Anyway back to the Frenemies. The clever ones among you will by now have worked out that they are friends who are really your enemies. They and their children go on a £1 billion spree of destruction in our homes every year.

They break more than 1.3 million pieces of furniture, garden ornaments and other items of sentimental value.

The name has been dreamed up by Halifax Home Insurance, it seems, because their research shows that more than 14 million Britons have recorded damage by pals and their children in the past five years.

As soon as I saw this amazing research, I got to thinking back. Yes, I've been a victim of Frenemies. Have you?

We had a garden party in the summer and dozens of people glugged away the day and evening. We loved it - apart from watching helplessly and with sick smiles giving us face ache - as little bits of alcoholic vandalism were incurred on our lovely home and garden. One chap fell drunk into our prized rose bushes, hurting all the poor thorns with his face and body. I was relieved to see it was his blood and not that of my roses. Another reveller repeatedly bounced off the patio door because he could not absorb the fact that it was shut.

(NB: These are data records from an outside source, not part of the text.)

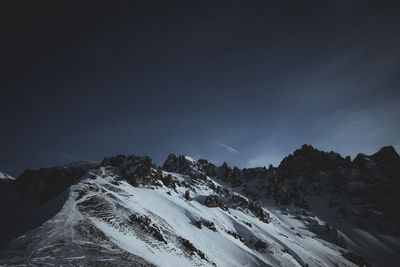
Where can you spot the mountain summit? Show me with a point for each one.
(315, 209)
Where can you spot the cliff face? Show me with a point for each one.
(315, 208)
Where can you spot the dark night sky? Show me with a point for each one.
(242, 81)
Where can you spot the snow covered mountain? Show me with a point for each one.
(6, 176)
(314, 209)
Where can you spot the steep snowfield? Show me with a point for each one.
(95, 226)
(6, 176)
(315, 209)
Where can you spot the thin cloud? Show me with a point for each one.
(229, 148)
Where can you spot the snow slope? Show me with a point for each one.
(6, 176)
(126, 211)
(103, 206)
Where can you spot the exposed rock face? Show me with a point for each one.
(270, 215)
(212, 202)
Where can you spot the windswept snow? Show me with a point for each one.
(6, 176)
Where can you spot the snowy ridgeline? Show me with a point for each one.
(6, 176)
(128, 211)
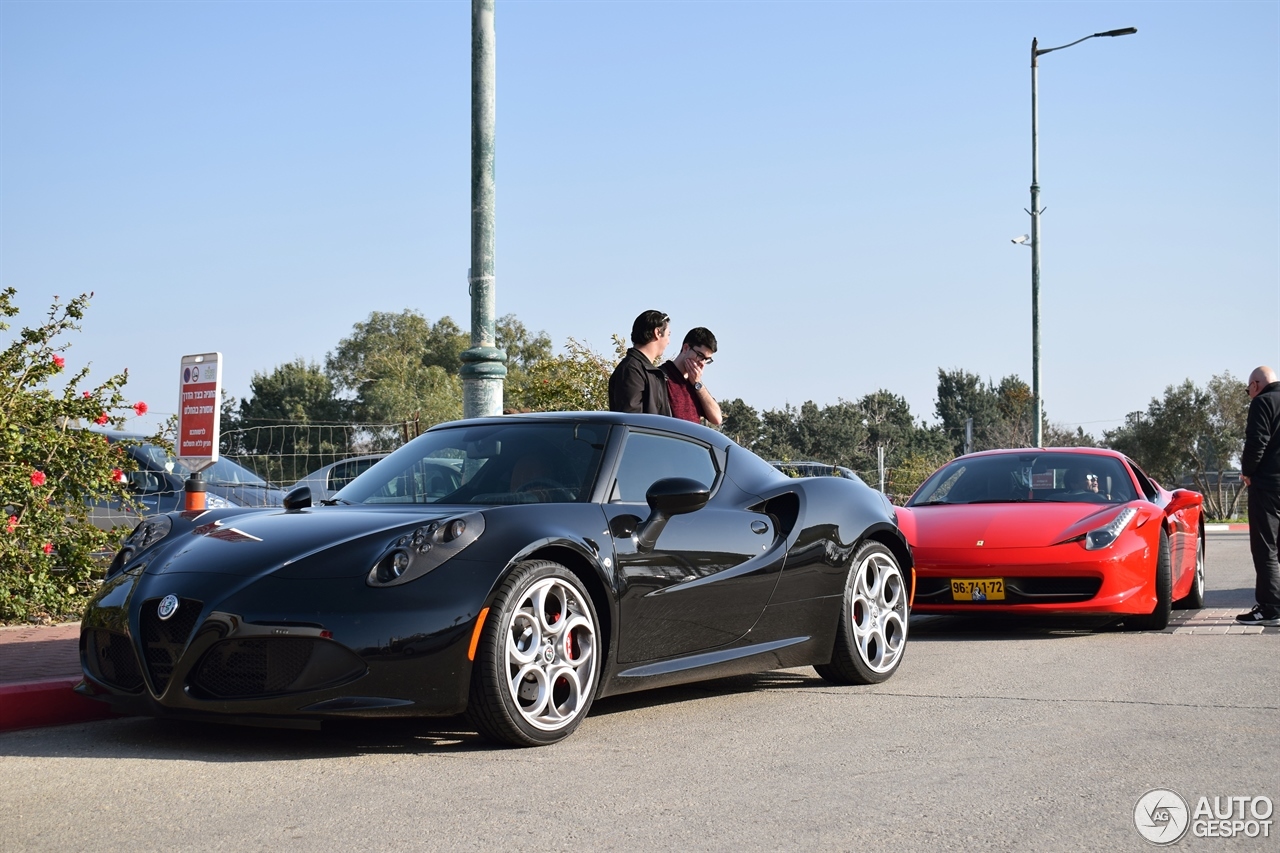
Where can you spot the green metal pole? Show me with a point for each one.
(1036, 211)
(483, 365)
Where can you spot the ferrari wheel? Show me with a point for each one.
(1194, 600)
(872, 634)
(538, 658)
(1157, 619)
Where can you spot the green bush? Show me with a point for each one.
(50, 466)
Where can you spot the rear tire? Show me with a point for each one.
(872, 634)
(1194, 600)
(1157, 620)
(538, 660)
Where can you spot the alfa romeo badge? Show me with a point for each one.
(168, 606)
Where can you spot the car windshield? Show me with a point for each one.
(1018, 478)
(519, 463)
(220, 473)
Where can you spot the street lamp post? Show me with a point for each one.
(1036, 211)
(483, 369)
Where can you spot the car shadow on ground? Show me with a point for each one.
(160, 739)
(996, 626)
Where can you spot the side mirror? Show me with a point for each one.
(1183, 498)
(298, 498)
(667, 497)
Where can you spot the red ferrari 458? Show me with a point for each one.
(1055, 530)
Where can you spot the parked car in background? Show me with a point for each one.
(325, 482)
(510, 568)
(159, 484)
(1055, 530)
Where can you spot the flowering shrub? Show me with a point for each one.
(50, 555)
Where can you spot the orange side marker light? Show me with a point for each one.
(475, 634)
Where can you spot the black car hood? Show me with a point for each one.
(320, 542)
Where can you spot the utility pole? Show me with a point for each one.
(1037, 51)
(484, 368)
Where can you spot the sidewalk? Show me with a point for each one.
(39, 667)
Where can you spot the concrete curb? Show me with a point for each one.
(48, 703)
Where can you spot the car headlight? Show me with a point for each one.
(1105, 536)
(412, 555)
(146, 534)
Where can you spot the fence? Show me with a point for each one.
(283, 454)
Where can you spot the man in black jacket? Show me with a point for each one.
(1260, 470)
(636, 384)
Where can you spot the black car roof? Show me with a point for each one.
(612, 418)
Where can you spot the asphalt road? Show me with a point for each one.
(995, 735)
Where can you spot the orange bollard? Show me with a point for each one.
(195, 500)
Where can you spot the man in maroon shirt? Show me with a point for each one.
(690, 398)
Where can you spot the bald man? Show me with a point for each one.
(1260, 470)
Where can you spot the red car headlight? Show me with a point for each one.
(1109, 533)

My best hardwood recliner - like a barrow on wheels - splintered to smithereens with a sickening crash as too many people decided to use it as a bench. Perhaps they were trying to bring an end to the record snog of the married couple (though not to each other) who had been there moments earlier.

We'd watched in horror as a tipsy guest rocked recklessly on the back legs of a director's chair until it, too, collapsed in pieces. It was my chair being wrecked but I did find his shocked face funny.

The day after is always the time for taking stock. You come down bleary-eyed and start to survey the wreckage. Broken glasses are not a problem, unless the shards are in the grass and it restricts your barefoot frolics.

And some people are very inventive in converting ordinary outdoor objects into ash trays. We found a birdbox full of fag ends. Now we have bluetits with a severe nicotine addiction.

All in all, we escaped quite lightly. It's surprising what you can do with a bit of adhesive, lots of screws and a lick of paint.

But - some people never learn - we are doing it all again this Yuletide, in the house not the garden. And I'm thinking that in view of these new findings on Frenemies, I ought to start packing things away.

We'll roll up the carpets, hide the Van Goghs, cocoon the Ming vases and allow only plastic glasses. There'll be a huge sand bucket for an ashtray and we'll bring in the unbreakable plastic garden chairs. Sounds cosy, doesn't it?

It's either that or we cancel Christmas and become Frenemies ourselves.

I know it's supposed to be the season of goodwill to all men (and women), but when I get invited back to the home of the chap who kept warm at our garden party by throwing logs on my brand new (now hopelessly warped) barbecue, I'll be taking a bottle - and my chainsaw!